カイト・カフェ

毎朝、苦みのあるコーヒーを・・・

「昔の子どもたち」~今とはまったく違う環境で育っていたという事実

 土曜日の朝のニュースで、現像所に保管されている映画フィルムの劣化が進み危機的な状況にあるという話をしていました。所有権を持つ会社や人が分からなくなってしまい、適切な処置ができないというのです。ただし今はそれについて話そうという気はありません。お話したいのは、中で紹介されたドキュメンタリー映画『教室の子供たち』(羽仁進:1955)のことです。私はそれを見て、とんでもなくビックリしてしまいました。

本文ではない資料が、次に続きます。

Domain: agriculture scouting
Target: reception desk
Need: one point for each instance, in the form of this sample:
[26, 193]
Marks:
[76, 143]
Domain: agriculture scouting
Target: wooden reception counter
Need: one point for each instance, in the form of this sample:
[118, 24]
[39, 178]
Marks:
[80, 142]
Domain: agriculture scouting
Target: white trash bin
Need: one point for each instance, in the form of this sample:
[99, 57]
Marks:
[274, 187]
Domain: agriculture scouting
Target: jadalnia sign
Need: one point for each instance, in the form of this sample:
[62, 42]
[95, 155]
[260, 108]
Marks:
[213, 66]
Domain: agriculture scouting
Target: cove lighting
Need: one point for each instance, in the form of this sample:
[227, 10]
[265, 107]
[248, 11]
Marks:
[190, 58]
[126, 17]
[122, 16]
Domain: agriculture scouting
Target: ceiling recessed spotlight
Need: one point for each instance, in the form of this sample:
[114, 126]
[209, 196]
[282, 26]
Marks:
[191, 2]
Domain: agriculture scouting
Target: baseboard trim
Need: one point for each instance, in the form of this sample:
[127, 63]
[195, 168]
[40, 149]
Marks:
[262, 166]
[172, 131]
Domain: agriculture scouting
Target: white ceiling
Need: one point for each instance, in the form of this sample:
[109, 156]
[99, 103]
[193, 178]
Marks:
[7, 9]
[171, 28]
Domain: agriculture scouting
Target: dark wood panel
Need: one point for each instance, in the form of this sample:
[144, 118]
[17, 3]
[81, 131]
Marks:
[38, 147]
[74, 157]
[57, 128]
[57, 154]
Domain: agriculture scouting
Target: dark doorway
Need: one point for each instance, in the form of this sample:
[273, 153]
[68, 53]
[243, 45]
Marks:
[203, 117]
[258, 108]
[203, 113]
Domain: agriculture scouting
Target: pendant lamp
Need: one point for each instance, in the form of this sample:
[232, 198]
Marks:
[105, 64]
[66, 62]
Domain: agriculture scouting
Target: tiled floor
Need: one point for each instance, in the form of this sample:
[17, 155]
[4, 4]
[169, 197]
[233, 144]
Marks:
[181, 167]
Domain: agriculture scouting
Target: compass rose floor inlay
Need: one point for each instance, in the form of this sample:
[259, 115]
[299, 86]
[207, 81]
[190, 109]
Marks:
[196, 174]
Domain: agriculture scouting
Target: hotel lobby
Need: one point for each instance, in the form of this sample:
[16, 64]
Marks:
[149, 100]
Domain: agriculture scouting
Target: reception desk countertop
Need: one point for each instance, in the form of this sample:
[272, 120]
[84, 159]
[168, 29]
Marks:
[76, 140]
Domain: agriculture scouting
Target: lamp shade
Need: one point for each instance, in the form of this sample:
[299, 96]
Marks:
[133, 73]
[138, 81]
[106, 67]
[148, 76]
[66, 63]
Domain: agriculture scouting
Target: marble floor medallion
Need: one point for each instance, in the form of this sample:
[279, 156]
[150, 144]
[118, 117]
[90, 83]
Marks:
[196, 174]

「カメラを意識しない生き生きとした子どもの姿をとらえた」と説明された画面の中で、小学校2年生くらいの男の子が二人、鉛筆をナイフのように持って、ニコニコしながら互いに突っつきあいをしていたのです。
 それが当時の子どもたちの「自然な姿」です。
 今そんな状況があれば「学校は何をしているのだ」と瞬時に怒鳴り込まれそうな場面です。

 どっちみち戻りっこありませんから、そんな時代が「いい時代」だったか「悪い時代」だったかということは議論になりません。しかし確実に言えることは、1955年と今日では、まったく違う子どもたちがまったく違う育ちをしている、ということです。

 昔の先生たち(親たち)は「偉かった」とか「偉くなかった」ということも、問題にはなりません。
 とにかく違うんだなあという思いに、圧倒された朝でした。